La creazione di un “asse” Washington-Tokyo-Seoul
Successivamente, il 3 aprile sono iniziate anche le esercitazioni militari antisommergibile tra USA, Giappone e Corea del Sud. Le esercitazioni, della durata di due giorni, sono state necessarie per coordinare in modo efficiente le marine dei tre Paesi nell’eventuale incursione nordcoreana verso Seoul e dintorni. Esse sono avvenute in acque internazionali a sud dell’isola sudcoreana di Jeju e hanno coinvolto un gruppo d’assalto di portaerei statunitensi guidato dalla USS Nimitz.
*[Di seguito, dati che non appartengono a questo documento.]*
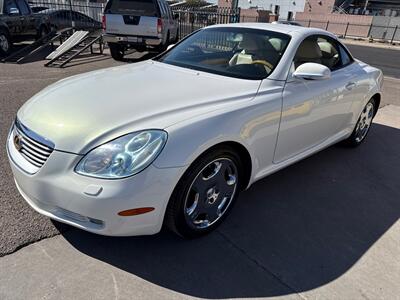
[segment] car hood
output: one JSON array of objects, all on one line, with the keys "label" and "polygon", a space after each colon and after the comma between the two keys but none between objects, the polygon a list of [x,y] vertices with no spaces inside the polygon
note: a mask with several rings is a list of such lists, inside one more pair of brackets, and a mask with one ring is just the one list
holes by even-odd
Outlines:
[{"label": "car hood", "polygon": [[145,61],[61,80],[27,101],[17,117],[57,150],[84,154],[123,134],[164,129],[250,100],[259,85]]}]

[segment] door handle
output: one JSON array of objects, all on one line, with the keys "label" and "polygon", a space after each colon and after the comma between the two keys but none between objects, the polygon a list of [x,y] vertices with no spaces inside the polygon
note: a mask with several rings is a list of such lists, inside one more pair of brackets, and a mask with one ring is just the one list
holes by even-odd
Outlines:
[{"label": "door handle", "polygon": [[349,82],[348,84],[346,84],[346,89],[348,89],[349,91],[352,90],[354,87],[356,86],[355,82]]}]

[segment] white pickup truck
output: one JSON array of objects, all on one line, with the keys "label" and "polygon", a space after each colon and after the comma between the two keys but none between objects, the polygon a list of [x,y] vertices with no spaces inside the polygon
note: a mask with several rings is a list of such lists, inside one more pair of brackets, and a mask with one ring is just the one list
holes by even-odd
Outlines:
[{"label": "white pickup truck", "polygon": [[179,39],[177,19],[165,0],[109,0],[104,40],[115,60],[122,60],[128,49],[163,51]]}]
Queste operazioni arrivano in un momento in cui si sono ripresi i canali diplomatici tra Giappone e Corea del Sud, dopo 12 anni di chiusura tra la seconda e la terza economia dell’Asia orientale. L’asse Washington-Tokyo-Seoul spaventa Pechino, che si è opposta ad un «circolo chiuso ed esclusivo di Paesi individuali». Il 23 marzo – giorno in cui si è conclusa l’esercitazione Freedom Shield – il ministero della Difesa nazionale sudcoreano, guidato dal generale Suh Wook, ha annunciato che in giugno riprenderanno altre operazioni militari congiunte tra USA e Corea del Sud in nome dei 70 anni di amicizia e di cooperazione che legano i due Paesi.
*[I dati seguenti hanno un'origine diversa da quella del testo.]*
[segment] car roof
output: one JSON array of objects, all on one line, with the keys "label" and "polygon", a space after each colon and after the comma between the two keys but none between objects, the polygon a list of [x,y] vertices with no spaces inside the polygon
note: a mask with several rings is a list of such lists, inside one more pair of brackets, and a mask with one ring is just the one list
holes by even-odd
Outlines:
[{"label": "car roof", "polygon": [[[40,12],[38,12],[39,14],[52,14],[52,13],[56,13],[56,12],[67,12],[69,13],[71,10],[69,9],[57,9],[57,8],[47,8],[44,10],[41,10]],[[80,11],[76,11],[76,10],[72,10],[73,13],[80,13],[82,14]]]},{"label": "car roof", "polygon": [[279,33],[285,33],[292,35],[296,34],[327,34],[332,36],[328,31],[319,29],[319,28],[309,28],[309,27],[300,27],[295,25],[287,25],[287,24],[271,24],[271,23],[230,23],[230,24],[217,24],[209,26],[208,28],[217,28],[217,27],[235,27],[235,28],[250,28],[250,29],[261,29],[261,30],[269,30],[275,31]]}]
L’aspetto più allarmante di tutta questa vicenda forse è quello che riguarda la non risposta della Corea del Nord alla chiamata di routine sulla hotline militare tra i due Paesi della penisola coreana. Yonhap, una delle più importanti agenzie di stampa di Seoul, ricorda come “entrambi i Paesi dovrebbero effettuare le chiamate due volte al giorno attraverso le hotline di collegamento militare stabilite lungo il confine, ma la Corea del Nord ha smesso di rispondere alle chiamate dalla Corea del Sud” da circa una settimana (nel momento in cui si scrive). Questa fase di silenzio avviene proprio quando il think tank statunitense “38 North” è riuscito a mostrare attraverso alcune immagini satellitari un aumento delle attività nel principale sito nucleare della Corea del Nord, che potrebbe dimostrare come nel sito di Yongbyon un reattore nucleare ad acqua leggera (ELWR) sia prossimo al completamento e al passaggio allo stato operativo.
Le esercitazioni Freedom Shield conclusesi lo scorso marzo non hanno fatto che dare inizio ad uno stato di alta (se non altissima) tensione in Asia orientale, mentre Cina, Russia e Corea del Nord “fanno quadrato” contro le minacce rappresentate dal fronte composto dagli Stati Uniti e dai suoi alleati nella regione indopacifica, diventata ormai vitale per gli interessi geostrategici di tutti gli attori in gioco.